Almost every app is "great," which is the problem

55.8% of rated apps score 4.5 stars or higher, and only 10.7% fall below 3.0. If the App Store were graded like a school, almost everyone would get an A. That is not because almost every app is excellent, it is because ratings are self-selecting and heavily prompted. Developers ask happy users to rate at the perfect moment (right after a win), while unhappy users usually just delete the app and move on. The result is a scale squashed into its top half, where a 4.6 and a 4.9 can be separated by nothing but luck and prompt timing.

The number that actually matters is the count

The star average only means something when enough people stand behind it, and most of the time, they do not. 60.9% of apps have fewer than 50 ratings, 46.2% have fewer than 10, and 23.1% have no rating at all. A "5.0" built on eight reviews is a rounding artefact; three friends and a good week can produce it. A "4.6" built on two million reviews is a genuine verdict that has survived every kind of user in every kind of mood.

This is the core skill in reading App Store ratings: the rating count is the confidence level, and the average is the score. A high score with a low count is a hypothesis. A high score with a high count is a fact. Reverse the order most people read them in, count first, stars second, and you will stop being fooled.

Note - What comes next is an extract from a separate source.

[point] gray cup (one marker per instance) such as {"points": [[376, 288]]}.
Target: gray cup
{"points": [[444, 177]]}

A practical way to judge any app

Put the two numbers together and a simple grid appears. High average, high count: trust it, this is a genuinely proven app. High average, low count: promising but unproven, look for other signals like the developer's track record and how recently it was updated. Low average, high count: believe the crowd, something is genuinely wrong. Low average, low count: no signal at all, ignore the rating entirely and judge on the merits.

The rarest and most valuable quadrant is the first one, a high average sustained across a huge audience, because it is the hardest to fake. It is exactly what our "highest rated with real volume" board is built to surface, and it is a far better shortlist than sorting by stars alone.

The bottom line

Stop reading the stars first. On any listing, glance at how many ratings back the score before you trust it: under a few hundred, treat the average as provisional; in the tens of thousands or more, take it seriously. The apps worth your trust are not the ones with the highest rating, they are the ones with a high rating that millions of people have already stress-tested for you.